Le cinéma français produit régulièrement des enfants acteurs, et raconte plus rarement ce qu'ils deviennent. Le cas d'Alain Cohen mérite d'être connu, parce qu'il a fait exactement l'inverse de ce que le récit habituel attend.

Un renvoi de classe, et un rôle

Né le 10 janvier 1958 à Boulogne-Billancourt, Alain Cohen a huit ans quand Claude Berri le repère dans une école juive de Paris. Les circonstances valent d'être rapportées : le garçon venait d'être mis à la porte de sa classe pour indiscipline, et se trouvait donc dans le couloir au moment où passait le réalisateur.

Le film est Le Vieil Homme et l'Enfant, sorti en 1967, premier long métrage de Berri. Il y donne la réplique à Michel Simon, monstre du cinéma français alors en fin de carrière, dans l'histoire d'un enfant juif caché pendant l'Occupation chez un vieil homme pétainiste et antisémite qui ignore ses origines.

Un détail éclaire l'engagement de la famille : la mère du garçon avait vécu, pendant la guerre, une expérience proche de celle que raconte le film. C'est ce qui a pesé dans la décision de ses parents de le laisser tourner.

L'enfant, lui, avait conscience de la situation. Il dira plus tard avoir su qu'il vivait quelque chose d'extraordinaire.

Trois films, et l'arrêt

Berri le rappellera deux fois : dans Le Cinéma de papa en 1970, puis dans La Première Fois en 1976. Dans les trois, Alain Cohen tient le même emploi : celui de l'alter ego d'enfance du réalisateur.

D'autres propositions arrivent après le succès du premier film. Ses parents les refusent. Puis, adolescent, c'est lui qui décline : le métier ne l'intéresse pas, et il est convaincu de ne pas avoir de talent.

Il faut mesurer la singularité de ce choix. L'histoire du cinéma est pleine d'enfants acteurs abîmés par une carrière poursuivie trop longtemps, et de récits amers sur la difficulté à exister après. Ici, la sortie est nette, précoce, et volontaire.

Architecte, puis Rungis

La suite est prosaïque et, à sa manière, réjouissante. Alain Cohen devient architecte, métier qu'il exerce une quinzaine d'années. Puis il change encore, et se met à vendre des fruits et légumes au marché de Rungis.

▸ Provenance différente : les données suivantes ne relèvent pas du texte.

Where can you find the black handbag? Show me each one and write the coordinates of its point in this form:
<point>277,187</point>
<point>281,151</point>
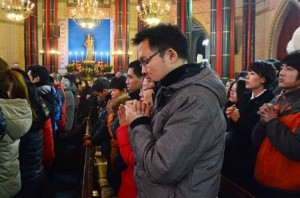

Une seule incursion, brève, le ramène devant une caméra : en 2004, dans Ils se marièrent et eurent beaucoup d'enfants, de Michel Blanc.

Ce que ce parcours dit du métier

Nous n'écrivons pas ici une nécrologie, et nous préférons le préciser tant ce type de portrait est souvent l'occasion d'une disparition : les sources dont nous disposons ne font état d'aucun décès.

Ce qui rend ce parcours intéressant est ailleurs. Il rappelle que tourner dans un film qui compte, à huit ans, n'oblige à rien. Que la question « qu'est-il devenu ? », posée avec une pointe de condescendance à propos des anciens enfants acteurs, présuppose que continuer aurait été mieux. Et qu'un homme peut avoir donné la réplique à Michel Simon dans un classique du cinéma français, puis avoir passé sa vie à dessiner des bâtiments et à vendre des cageots, sans que cela constitue une déchéance.

Le Vieil Homme et l'Enfant, lui, continue de passer. C'est aussi une définition possible de la réussite : avoir contribué à une œuvre qui vous survit, et avoir eu par ailleurs une vie à soi.